Jestem zaskoczona zapowiedzią protestu ZNP. Bo umawialiśmy się na kolejne spotkanie. Mam nadzieję, że nie jest to gra polityczna - mówiła w „Politycznym Graffiti” na antenie Polsat News Anna Zalewska, minister edukacji narodowej.
CZYTAJ RÓWNIEŻ: Bez porozumienia. Zalewska: Przedstawiliśmy kilka propozycji liczonych w setkach milionów złotych. Broniarz: „Żadnego konkretu”
Jak podkreśliła szefowa MEN, przygotowano duże podwyżki, a wiele pieniędzy na ten cel wypłacono już wcześniej.
Od 2012 roku nie było żadnych podwyżek, stąd rozgoryczenie nauczycieli jest zrozumiałe. Ale będzie więcej
— powiedziała.
To tak długo trwało, moi poprzednicy nie zadbali o nauczycieli. Złożyłam bardzo konkretne oferty i mamy poczekać do środy na odpowiedź wszystkich związków zawodowych
— dodała.
Zapytana o zapowiadany protest ZNP, odpowiedziała, że jest zaskoczona.

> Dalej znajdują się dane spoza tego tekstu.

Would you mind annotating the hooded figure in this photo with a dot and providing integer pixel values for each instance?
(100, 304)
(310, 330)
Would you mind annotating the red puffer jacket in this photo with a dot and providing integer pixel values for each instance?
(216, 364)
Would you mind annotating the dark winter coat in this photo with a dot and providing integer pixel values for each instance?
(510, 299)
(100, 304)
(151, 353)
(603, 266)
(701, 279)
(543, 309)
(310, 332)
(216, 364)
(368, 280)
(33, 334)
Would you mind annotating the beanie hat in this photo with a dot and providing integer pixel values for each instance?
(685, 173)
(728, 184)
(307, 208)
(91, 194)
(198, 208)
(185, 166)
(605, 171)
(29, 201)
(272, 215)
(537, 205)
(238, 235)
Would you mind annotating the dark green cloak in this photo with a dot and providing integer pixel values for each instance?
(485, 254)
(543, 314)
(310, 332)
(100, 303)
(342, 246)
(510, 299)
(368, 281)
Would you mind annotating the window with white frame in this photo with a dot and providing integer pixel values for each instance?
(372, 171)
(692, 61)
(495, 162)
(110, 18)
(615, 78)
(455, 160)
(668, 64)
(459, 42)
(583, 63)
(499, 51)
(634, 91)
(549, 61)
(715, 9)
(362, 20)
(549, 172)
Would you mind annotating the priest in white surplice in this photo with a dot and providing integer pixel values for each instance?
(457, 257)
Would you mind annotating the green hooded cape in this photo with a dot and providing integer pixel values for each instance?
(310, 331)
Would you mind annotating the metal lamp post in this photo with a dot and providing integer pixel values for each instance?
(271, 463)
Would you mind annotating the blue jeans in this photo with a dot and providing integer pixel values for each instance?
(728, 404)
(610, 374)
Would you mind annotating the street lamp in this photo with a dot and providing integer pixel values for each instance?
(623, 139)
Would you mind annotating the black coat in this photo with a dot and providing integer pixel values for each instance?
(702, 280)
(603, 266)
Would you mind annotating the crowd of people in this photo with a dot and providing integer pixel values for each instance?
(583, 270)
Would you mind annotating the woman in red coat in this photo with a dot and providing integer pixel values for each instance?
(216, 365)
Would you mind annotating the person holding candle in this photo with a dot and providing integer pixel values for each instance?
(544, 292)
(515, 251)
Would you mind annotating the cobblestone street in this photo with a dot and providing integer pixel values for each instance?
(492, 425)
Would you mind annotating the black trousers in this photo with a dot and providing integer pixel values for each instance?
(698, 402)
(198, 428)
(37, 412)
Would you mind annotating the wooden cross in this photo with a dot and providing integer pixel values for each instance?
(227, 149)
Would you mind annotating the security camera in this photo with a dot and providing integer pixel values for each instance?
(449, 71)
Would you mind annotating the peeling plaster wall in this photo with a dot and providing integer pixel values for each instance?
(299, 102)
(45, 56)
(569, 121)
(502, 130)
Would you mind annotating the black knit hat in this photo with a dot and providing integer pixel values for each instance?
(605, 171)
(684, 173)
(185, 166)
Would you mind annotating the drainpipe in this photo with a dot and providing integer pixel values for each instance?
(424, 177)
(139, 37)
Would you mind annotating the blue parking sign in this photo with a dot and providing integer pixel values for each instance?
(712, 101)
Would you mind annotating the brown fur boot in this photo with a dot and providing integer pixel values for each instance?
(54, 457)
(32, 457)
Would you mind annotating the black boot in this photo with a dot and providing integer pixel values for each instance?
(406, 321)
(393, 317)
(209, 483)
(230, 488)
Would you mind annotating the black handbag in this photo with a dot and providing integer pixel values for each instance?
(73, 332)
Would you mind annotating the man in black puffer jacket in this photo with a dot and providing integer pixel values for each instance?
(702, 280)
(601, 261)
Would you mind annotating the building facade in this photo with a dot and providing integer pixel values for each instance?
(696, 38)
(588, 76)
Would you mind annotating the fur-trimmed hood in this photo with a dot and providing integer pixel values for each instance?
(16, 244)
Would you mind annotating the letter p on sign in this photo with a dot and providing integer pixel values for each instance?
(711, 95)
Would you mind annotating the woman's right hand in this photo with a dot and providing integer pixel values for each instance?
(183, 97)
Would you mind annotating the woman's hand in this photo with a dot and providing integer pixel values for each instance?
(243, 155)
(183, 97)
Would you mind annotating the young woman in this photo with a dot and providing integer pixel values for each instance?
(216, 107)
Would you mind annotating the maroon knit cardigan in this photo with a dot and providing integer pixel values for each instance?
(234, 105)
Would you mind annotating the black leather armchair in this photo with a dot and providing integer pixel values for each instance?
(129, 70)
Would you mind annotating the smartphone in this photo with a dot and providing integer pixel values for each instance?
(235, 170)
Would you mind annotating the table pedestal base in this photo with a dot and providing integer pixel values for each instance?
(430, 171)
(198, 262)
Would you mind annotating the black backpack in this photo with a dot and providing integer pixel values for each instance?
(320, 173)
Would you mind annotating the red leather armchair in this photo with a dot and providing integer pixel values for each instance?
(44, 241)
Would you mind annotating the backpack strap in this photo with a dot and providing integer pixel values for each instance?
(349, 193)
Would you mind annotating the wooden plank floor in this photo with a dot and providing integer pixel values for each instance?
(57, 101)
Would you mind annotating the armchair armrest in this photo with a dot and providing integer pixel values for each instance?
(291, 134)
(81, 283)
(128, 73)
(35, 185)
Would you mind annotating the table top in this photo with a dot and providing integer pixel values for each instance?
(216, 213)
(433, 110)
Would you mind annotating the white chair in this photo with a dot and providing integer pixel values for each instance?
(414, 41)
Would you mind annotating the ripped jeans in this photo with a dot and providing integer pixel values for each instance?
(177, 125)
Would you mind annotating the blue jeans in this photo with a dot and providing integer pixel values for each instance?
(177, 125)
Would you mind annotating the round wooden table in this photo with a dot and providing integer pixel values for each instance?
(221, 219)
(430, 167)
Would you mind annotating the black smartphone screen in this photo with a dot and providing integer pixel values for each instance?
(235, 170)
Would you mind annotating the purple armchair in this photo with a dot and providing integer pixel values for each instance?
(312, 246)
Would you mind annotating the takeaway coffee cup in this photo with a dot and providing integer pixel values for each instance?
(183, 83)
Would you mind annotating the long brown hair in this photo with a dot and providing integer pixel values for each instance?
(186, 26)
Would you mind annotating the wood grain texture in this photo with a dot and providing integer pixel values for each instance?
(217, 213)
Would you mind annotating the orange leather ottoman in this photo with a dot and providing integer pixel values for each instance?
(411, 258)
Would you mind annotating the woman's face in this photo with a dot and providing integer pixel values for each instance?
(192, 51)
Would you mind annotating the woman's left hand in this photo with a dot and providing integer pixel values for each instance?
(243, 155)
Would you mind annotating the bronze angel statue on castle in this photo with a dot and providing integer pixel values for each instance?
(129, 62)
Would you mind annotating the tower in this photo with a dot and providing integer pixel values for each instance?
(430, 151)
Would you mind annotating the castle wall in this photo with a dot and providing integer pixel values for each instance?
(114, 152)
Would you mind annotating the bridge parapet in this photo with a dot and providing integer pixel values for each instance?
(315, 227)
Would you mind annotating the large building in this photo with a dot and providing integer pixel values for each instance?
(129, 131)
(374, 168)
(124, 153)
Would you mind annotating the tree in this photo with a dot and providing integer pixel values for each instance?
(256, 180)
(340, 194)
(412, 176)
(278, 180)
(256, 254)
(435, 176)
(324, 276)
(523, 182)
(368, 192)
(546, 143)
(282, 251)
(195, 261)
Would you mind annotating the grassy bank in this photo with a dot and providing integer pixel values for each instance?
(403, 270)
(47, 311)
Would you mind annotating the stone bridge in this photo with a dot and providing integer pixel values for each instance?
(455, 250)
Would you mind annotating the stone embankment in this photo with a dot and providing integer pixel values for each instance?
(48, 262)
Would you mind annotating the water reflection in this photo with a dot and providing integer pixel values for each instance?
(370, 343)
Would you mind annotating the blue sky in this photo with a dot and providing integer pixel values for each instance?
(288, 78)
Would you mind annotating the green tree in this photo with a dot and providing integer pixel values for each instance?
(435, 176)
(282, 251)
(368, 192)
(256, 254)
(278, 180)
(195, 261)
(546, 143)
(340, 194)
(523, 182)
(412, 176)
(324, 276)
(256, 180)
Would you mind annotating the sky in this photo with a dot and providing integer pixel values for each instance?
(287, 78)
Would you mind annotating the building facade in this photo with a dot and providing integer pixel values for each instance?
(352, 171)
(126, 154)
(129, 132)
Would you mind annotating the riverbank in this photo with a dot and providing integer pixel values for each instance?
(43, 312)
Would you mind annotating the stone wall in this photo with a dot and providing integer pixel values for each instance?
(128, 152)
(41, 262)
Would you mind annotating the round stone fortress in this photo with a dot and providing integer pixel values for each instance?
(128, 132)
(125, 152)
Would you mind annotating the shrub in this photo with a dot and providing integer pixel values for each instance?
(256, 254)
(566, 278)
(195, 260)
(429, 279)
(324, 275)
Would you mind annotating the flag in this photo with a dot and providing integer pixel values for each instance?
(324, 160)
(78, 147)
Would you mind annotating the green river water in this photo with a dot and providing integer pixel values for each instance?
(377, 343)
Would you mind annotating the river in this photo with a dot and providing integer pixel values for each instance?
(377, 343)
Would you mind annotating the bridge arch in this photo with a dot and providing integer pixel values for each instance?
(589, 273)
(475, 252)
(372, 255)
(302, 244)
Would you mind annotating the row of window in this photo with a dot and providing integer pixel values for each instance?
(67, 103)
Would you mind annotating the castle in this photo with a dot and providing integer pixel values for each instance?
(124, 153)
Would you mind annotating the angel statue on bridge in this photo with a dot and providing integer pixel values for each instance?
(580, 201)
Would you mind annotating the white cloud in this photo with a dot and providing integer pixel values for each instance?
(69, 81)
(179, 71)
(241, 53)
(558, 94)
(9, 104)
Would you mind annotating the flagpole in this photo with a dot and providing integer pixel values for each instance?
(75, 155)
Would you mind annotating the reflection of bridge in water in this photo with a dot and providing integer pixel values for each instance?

Bo umawialiśmy się na kolejne spotkanie. Mam nadzieję, że nie [jest to gra polityczna - red.], ale walka o nauczycieli
— stwierdziła.
Jestem przekonana, że do tego nie dojdzie. Jest obietnica, że zrobimy wszystko
— podkreśliła, pytana o formę protestu nauczycieli ze zwolnieniami lekarskimi.
Dodała, że związkowcy powinni ws. podwyżek rozmawiać również z samorządami, bo w dużej części to one odpowiadają za płace nauczycieli.
Daję słowo, przede wszystkim rodzicom, że rozmowy idą w dobrym kierunku
— powiedziała minister Anna Zalewska.